Mais les vainqueurs de la Feria ont été incontestablement les toros . On se demande d’ailleurs si le public cérétan accorde le plus petit intérêt aux prestations des toreros. Une seule oreille a été accordée, durant toute la Feria, et c’est Robleno qui en bénéficia.

Le but annoncé de ces corridas étant la défense et l’illustration du toro de lidia, on peut affirmer que le succès a été total. Les spectateurs étaient venus dans cet objectif, et non celui de voir des figuras combattre des petits toros dits de garantie.
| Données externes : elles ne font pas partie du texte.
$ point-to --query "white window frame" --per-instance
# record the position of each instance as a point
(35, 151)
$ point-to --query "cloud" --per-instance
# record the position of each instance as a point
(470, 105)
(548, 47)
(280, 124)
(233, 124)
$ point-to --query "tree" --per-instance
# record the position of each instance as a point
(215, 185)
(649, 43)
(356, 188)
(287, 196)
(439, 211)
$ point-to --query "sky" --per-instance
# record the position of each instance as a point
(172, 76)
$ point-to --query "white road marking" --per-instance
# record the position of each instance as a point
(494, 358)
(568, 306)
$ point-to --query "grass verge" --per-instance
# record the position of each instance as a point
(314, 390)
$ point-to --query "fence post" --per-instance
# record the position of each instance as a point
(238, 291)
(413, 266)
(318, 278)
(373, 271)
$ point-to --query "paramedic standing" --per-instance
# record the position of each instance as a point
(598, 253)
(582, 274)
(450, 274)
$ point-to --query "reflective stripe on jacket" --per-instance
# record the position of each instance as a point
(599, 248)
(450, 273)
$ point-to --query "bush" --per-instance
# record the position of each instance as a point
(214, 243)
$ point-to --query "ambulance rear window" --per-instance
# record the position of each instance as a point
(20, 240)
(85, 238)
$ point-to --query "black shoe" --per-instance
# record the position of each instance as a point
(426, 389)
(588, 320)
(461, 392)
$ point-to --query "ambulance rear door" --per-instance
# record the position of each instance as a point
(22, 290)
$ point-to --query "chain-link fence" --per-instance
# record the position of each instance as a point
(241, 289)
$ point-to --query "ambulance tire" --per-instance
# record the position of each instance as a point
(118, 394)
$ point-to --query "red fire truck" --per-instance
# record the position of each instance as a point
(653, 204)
Ceret n’est pas la seule plaza a afficher ces louables intentions : Vic Fezensac ou Alés possèdent les mêmes. Mais à Ceret, on a une obligation …catalane. Quand on connaît les manœuvres entamée à Barcelone pour obtenir l’interdiction des corridas, quand on sait que la plaza d’Olot, autre fief catalan, est fermée, il ne reste que Céret en Catalogne pour défendre la Fiesta. Raison de plus pour que toute l’aficion se batte pour que la Feria du Toro subsiste  Et après l’édition 2009, elle en prend bien le chemin.